We think this evidence should have been admitted; both the testimony of the assessor, and the tax-list made out by him, in corroboration of his statement, were competent to be submitted to the jury on the issue.

It is next assigned for error, that the court refused to permit defendant to prove what the character of defendant was, for truth and veracity, out of his immediate neighborhood, and what rumors were against the plaintiff out of his neighborhood.

The rule in relation to the proof of character is, that the inquiry must be made as to his general reputation, where he is best Jcnoum, —what is generally said of him, by those among whom he dwells, or with whom he is chiefly conversant.
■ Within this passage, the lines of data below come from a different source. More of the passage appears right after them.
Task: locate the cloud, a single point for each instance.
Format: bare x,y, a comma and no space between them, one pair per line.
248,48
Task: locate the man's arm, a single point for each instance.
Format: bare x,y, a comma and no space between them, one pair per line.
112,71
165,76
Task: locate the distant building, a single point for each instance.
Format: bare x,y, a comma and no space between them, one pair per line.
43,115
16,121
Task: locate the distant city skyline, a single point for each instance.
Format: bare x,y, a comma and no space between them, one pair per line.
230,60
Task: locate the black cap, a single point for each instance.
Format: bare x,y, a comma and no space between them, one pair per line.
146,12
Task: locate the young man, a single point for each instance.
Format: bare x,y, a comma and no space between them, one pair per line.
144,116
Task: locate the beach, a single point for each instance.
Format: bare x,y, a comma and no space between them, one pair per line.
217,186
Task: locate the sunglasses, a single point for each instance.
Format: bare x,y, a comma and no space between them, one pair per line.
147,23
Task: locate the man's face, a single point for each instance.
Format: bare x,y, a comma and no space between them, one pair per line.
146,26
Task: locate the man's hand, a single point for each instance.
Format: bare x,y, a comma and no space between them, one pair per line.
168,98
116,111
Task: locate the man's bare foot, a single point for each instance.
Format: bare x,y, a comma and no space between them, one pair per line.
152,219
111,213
Ordinarily, the witness ought to come himself from the neighborhood of the person whose charac*242ter is in question. But the court, unless under peculiar circumstances, will not undertake to determine, by a preliminary inquiry, whether the impeaching witness has sufficient knowledge of the fact to enable him to testify; but will leave the value of his testimony to be determined by the jury. 1 Greenleaf Ev. 601, § 461. What is the plaintiff’s “neighborhood,” whether one, or five, or ten miles, and the credit to be given to the'witnesses, near or remote, or the character he bears in the compass of one mile, or in the county in which he lives, are all questions, under the limitations above stated, to be considered and determined by the jury, in arriving at his general character.

It is, lastly, insisted, that the court erred in giving instructions for the plaintiff, and refusing the first, fourth, and fifth instructions asked by defendant below.
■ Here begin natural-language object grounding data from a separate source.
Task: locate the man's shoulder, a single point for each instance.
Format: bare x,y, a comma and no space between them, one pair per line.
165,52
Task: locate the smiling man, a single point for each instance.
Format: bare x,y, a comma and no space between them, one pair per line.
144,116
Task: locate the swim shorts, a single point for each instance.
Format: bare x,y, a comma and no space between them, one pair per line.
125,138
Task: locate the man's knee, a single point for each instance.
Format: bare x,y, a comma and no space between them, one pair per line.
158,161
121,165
We think there is no error in the action of the court on these instructions, except the fourth instruction asked for defendant, which was refused. We think this should have been given, as words' spoken in the sudden heat of passion, or great provocation, cannot be regarded as so culpable as when spoken coolly and deliberately.

On the whole case, we are clearly of opinion, that a new trial should be granted.

Let the judgment be reversed, cause remanded, and a venire de novo awarded.